I don't care what methods devs go with when it comes to scene skipping, just standardize the start button to be a pause button and not a scene skipping button. People can't always sit there and finish the whole scene, and may be at a mid-point in a game where the scene will run long because of heavy plot reasons. Not everyone can sit through an entire show or movie in one sitting either, that is why the pause button exists!
 

Necronomicon

Banned
Dec 11, 2017
374
Subtitles are not made good.
Sometime they are so little you have to get closer to read them, sometimes you can put them on only after the intro of the game (that plays without subtitles), sometimes you have subtitles for something and no subtitles for other things.

I'm playing Fallout 4 in these days and if i listen to a record inside the pipboy, there is no subtitles, if a close the pipboy sometimes there is subtitles, other not.
 

Nurovek

Member
Dec 26, 2018
142
France
Press X to interact. Also X makes you jump... over the thing you're trying to interact with. Looking at you FFXV.

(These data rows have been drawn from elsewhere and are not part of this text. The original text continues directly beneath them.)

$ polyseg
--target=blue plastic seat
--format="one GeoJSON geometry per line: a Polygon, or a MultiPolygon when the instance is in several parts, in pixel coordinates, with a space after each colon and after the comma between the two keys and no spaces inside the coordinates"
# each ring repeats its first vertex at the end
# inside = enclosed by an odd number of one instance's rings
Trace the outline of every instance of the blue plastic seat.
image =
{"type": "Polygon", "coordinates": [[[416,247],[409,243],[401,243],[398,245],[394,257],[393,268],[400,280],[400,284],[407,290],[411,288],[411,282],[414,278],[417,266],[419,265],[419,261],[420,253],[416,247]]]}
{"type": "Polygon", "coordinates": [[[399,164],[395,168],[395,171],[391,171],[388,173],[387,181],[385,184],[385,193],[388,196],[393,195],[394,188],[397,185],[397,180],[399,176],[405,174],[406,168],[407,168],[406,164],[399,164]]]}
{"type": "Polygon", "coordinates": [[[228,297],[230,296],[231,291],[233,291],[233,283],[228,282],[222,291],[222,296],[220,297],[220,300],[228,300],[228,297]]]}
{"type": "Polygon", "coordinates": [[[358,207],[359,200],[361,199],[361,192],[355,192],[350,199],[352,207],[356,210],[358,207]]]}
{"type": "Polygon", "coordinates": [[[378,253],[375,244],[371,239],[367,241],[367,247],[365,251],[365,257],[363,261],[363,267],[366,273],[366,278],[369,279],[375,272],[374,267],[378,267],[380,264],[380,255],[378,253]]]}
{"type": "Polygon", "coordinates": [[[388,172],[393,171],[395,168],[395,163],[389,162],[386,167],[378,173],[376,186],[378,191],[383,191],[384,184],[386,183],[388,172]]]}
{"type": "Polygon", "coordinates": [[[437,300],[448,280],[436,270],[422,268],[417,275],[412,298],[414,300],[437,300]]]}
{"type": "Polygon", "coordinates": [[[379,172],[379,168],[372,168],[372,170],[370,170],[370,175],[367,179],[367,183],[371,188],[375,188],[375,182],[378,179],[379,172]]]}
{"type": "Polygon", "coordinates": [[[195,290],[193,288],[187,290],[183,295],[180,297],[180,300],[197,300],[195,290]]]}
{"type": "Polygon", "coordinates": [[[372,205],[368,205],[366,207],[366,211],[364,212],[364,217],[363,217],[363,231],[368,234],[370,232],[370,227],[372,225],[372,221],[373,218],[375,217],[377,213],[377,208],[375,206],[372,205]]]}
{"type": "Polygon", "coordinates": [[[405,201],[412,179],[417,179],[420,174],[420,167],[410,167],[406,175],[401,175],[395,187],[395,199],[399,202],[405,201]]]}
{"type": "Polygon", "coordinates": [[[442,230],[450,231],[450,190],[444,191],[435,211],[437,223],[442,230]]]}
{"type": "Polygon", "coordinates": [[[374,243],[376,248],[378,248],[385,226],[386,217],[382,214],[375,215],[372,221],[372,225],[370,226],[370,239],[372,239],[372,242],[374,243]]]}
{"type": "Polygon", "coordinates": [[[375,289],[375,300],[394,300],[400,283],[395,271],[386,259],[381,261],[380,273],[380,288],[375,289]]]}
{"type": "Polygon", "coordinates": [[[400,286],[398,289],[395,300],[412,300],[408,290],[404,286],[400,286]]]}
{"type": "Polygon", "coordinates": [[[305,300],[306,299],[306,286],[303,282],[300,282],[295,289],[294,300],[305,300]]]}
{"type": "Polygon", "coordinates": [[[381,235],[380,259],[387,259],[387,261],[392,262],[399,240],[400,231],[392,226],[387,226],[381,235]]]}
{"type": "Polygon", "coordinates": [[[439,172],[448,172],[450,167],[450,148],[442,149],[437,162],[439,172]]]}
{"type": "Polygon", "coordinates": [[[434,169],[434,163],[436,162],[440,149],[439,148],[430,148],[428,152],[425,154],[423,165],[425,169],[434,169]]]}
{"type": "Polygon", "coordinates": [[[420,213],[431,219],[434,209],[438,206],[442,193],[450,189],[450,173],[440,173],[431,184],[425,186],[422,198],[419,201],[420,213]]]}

Haha I was thinking the same for Kingdom Hearts 3. You open chests with Triangle, but you also have your way-too-powerful-and-always-available commands on the same button.
If you are not close enough to the chest, it triggers a command and a brief cutscene (that you can choose to shorten/disable), which is often frustrating.
 

Don Fluffles

Member
Oct 28, 2017
7,061
Anthem really is a case study in this on multiple levels, from basic UI/UX elements to specific manifestation of loot shooter mechanics, Bioware seems to have willfully ignored every lesson that the genre learned over the past decade. It makes me wonder if these types of things are really done out of ignorance or a willful arrogance that they know better than the iterated wisdom of prior games.
That can't be the case. There's already been enough reports on the crunch and working conditions EA put on Bioware for Anthem.

Remember: Many bad games are less about laziness and more about team morale and working conditions. Daikatana's a famous example.
 
Oct 27, 2017
7,497
Any survival game with hunger/thirst mechanics where your character is literally dying of hunger/thirst after a few minutes. Just make it a slightly longer period, Christ on a bike.

Also games where you sprint, but run out of stamina after 10 seconds and are are reduced to a wheezing wreck. Even I can run longer than that.
 

ASaiyan

Member
Oct 25, 2017
7,228
In 1994, EarthBound pioneered a battle system where engaging an enemy that is way weaker than you causes it to instantly die and hand you the EXP.

It is exactly 25 years later, and most RPGs still do not do this. Why.
 

pillowtalk

Member
Oct 10, 2018
2,562
Unless it's an action/exploring game, I want ladders to just teleport me to the other side.

In 1994, EarthBound pioneered a battle system where engaging an enemy that is way weaker than you causes it to instantly die and hand you the EXP.

It is exactly 25 years later, and most RPGs still do not do this. Why.
Yeah it's a waste of time esp if there's loading. But at least now some games make these weak monsters not attack you unless you initiate.